Um novo olhar - Por Sávia Maria Ferraz Vieira da Cunha
Um novo olhar
Em minha pequena cidade pairava no ar um forte cheiro de tabaco. Especialmente na época das visitas dos romeiros. Por todas as estreitas ruas e vielas, aglomeravam-se caminhões carregados de pessoas simples, com sandálias de couro, roupas pretas imitando batinas, rostos curtidos pelo sol, andando e falando alto, sempre em grupos, de modo que tínhamos que andar pelos calçamentos tal o aglomerado de gente com sotaques variados. Era uma festa ter tanta gente em volta e ao mesmo tempo provocava no íntimo um certo desconforto. Parecia que o calor forte tornava-se mais intenso assim como o forte cheiro de fumo. Andavam sempre em grupos e durante todas as horas. De dia e de noite. Pareciam nunca dormir. Quando sossegavam, armavam suas redes e iam para as calçadas, acocorados, tentando livrar-se do calor, consumidos por uma ansiedade em sentir o clima e o odor da cidade santa. Ficavam em ranchos improvisados, sem nenhuma comodidade para os corpos já cansados das longas horas de viagem. Nem reclamavam!
Alguns já vinham pagar promessas feitas e alcançadas. Dirigiam-se ao túmulo do Padre Cícero onde até choravam comovidos e emocionados! Caminhavam com o sol a pino no passeio das almas com a expressão de quem estava prestes a subir aos céus!
Nas expressões sofridas de gente simples, havia sempre um agradecimento muito formal na maneira de se portar diante de um simples copo com água concedido, ou de uma informação. Pareciam realmente acreditar que se encontravam na Cidade Santa. Talvez em sua ingenuidade coletiva acreditassem que nós éramos privilegiados por estarmos ali. Percorriam com ansiedade o velho caminho do horto onde julgavam, com o sacrifício da longa e íngreme caminhada, expiar as suas culpas!
E nós, simples e complicados adolescentes, observávamos aqueles estranhos seres como se fossem de outro planeta. Chegávamos a rir das suas roupas, do jeito estranho de se comportarem. Nós nada entendíamos sobre a fé, a esperança e a caridade.

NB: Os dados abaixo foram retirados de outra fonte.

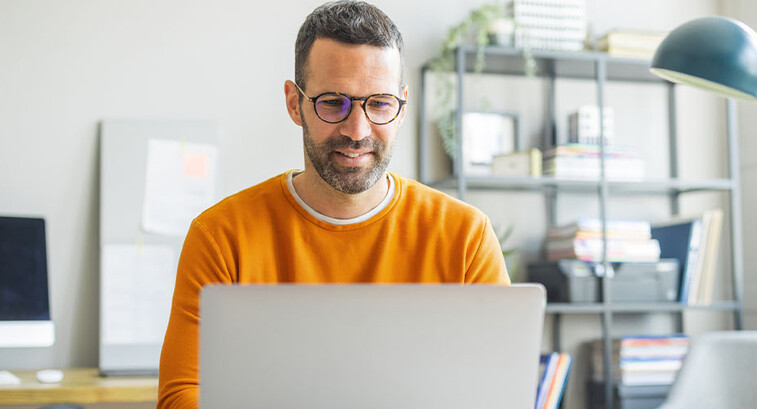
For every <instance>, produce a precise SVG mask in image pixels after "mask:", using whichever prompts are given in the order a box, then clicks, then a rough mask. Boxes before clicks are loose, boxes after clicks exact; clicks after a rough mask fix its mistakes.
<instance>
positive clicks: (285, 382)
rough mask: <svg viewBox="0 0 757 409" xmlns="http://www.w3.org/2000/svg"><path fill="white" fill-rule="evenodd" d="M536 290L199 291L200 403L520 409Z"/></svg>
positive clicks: (214, 408)
mask: <svg viewBox="0 0 757 409" xmlns="http://www.w3.org/2000/svg"><path fill="white" fill-rule="evenodd" d="M544 306H545V292H544V289H543V287H541V286H538V285H515V286H512V287H506V286H493V285H468V286H459V285H264V286H254V285H250V286H211V287H207V288H205V289H204V290H203V291H202V296H201V331H200V333H201V335H200V345H201V350H200V408H205V409H211V408H213V409H215V408H266V409H269V408H286V409H300V408H303V409H304V408H329V409H342V408H343V409H347V408H349V409H355V408H373V409H400V408H412V409H447V408H449V409H452V408H455V409H460V408H475V409H484V408H499V409H501V408H512V409H531V408H533V406H534V399H535V395H536V384H537V371H538V363H539V352H540V345H541V337H542V325H543V320H544Z"/></svg>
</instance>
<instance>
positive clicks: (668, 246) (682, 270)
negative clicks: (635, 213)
mask: <svg viewBox="0 0 757 409" xmlns="http://www.w3.org/2000/svg"><path fill="white" fill-rule="evenodd" d="M651 233H652V237H653V238H654V239H656V240H657V241H658V242H659V243H660V257H661V258H675V259H677V260H678V265H679V266H680V267H679V271H680V272H679V275H680V283H681V284H680V287H679V291H678V300H679V301H680V302H681V303H684V304H688V303H689V293H690V291H691V287H692V281H694V279H695V276H696V275H697V274H696V265H697V257H698V256H699V248H700V244H701V240H702V220H701V219H700V218H694V219H686V220H678V221H672V222H669V223H667V224H663V225H657V226H653V227H652V229H651Z"/></svg>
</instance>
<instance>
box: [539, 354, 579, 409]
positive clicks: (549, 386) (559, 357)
mask: <svg viewBox="0 0 757 409" xmlns="http://www.w3.org/2000/svg"><path fill="white" fill-rule="evenodd" d="M572 362H573V357H572V356H571V355H570V354H567V353H558V352H551V353H548V354H542V355H541V357H540V360H539V364H540V367H541V368H542V369H543V372H542V375H541V380H540V381H539V387H538V389H537V392H536V403H535V404H534V408H535V409H557V407H558V405H559V404H560V400H561V399H562V395H563V394H564V392H565V385H566V383H567V380H568V374H569V373H570V368H571V363H572Z"/></svg>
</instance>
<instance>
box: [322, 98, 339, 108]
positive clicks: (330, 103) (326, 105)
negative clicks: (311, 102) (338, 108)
mask: <svg viewBox="0 0 757 409" xmlns="http://www.w3.org/2000/svg"><path fill="white" fill-rule="evenodd" d="M319 103H320V104H322V105H325V106H327V107H340V106H342V105H344V99H342V98H324V99H322V100H320V101H319Z"/></svg>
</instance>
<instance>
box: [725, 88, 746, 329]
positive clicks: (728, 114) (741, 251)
mask: <svg viewBox="0 0 757 409" xmlns="http://www.w3.org/2000/svg"><path fill="white" fill-rule="evenodd" d="M736 112H737V106H736V101H734V100H733V99H732V98H728V99H727V100H726V117H727V133H728V163H729V168H728V173H729V175H728V176H729V178H730V179H731V184H732V185H731V197H730V202H731V203H730V204H731V209H730V210H731V211H730V213H731V257H732V259H733V300H734V301H735V302H736V308H735V311H734V321H735V322H734V326H735V328H736V329H741V328H742V325H743V322H742V308H743V307H742V300H743V296H744V295H743V290H744V265H743V249H742V243H741V239H742V237H741V235H742V232H741V228H742V225H741V222H742V220H741V178H740V176H739V144H738V135H739V131H738V120H737V118H736Z"/></svg>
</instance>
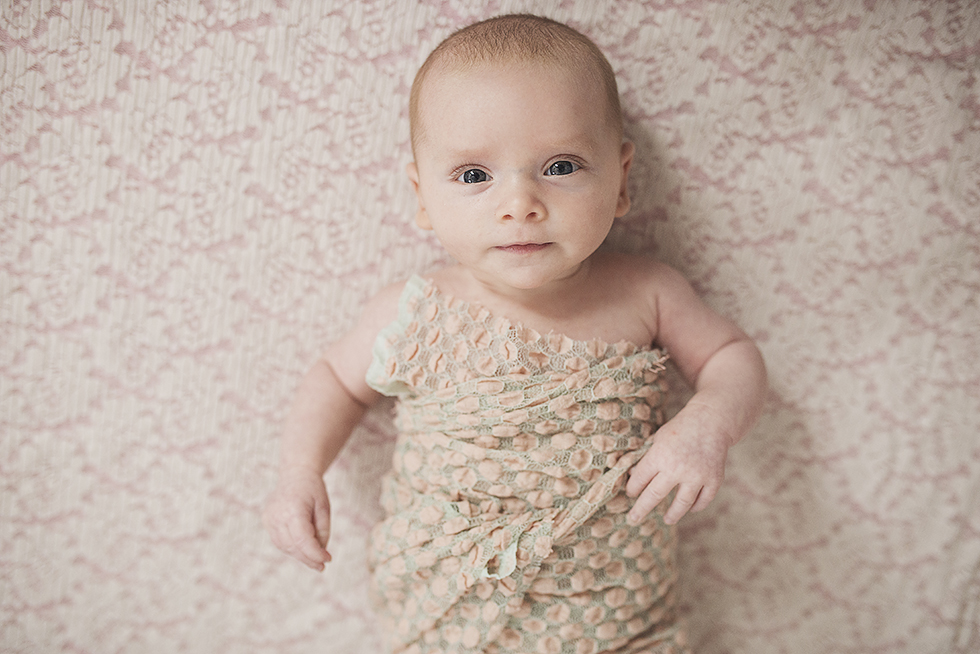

Ao final da romaria, nos reuníamos na calçada para contarmos o número de caminhões que saíam da cidade. Eles passavam agitando as mãos num sinal de despedida e correspondíamos aos seus acenos achando tudo muito engraçado. Nem nos passava pela cabeça que quando respondíamos aos seus acenos, eles se sentiam felizes a acolhidos pela cidade. Uma cidade na qual faltava água e talvez fosse esse o motivo do forte cheiro que impregnava o ar.
Nem suspeitávamos do grandioso sacrifício que eles faziam para chegar até ali. Para nós, o máximo do sacrifício era acordar cedo e ir à escola.
Em sua fé serena e simples encontravam o consolo para as secas, o salário miserável, seus problemas de saúde e a ausência do olhar do poder público. Afinal eles eram um público diferenciado. Não representavam votos.
Hoje, permanece ainda em minha cidade o forte cheiro de tabaco com o mesmo velho e implacável sol. As ruas ainda não se alargaram, as pessoas continuam se apertando para passar. Ainda falta água. Os esgotos escorrem a beira das estreitas calçadas.
Mudou apenas a nossa cabeça. Olhamos diferente e com carinho para as faces enrugadas pelo sol. Sentimos um respeito silencioso por todos os que vêm, com uma fé inabalável e a esperança de novos milagres.
Em mim, o grande milagre foi ter aprendido a amar essas pessoas tão diferentes, e ter a vontade de acolhê-las e de confortá-las fazendo-as enfim acreditar que os milagres verdadeiramente acontecem sim, em Juazeiro do Norte pois essa é a Cidade Santa que eles vieram buscar e a santidade está pura e simplesmente em nosso novo olhar...
Sávia Maria Ferraz Vieira da Cunha. Assistente social-gerontóloga.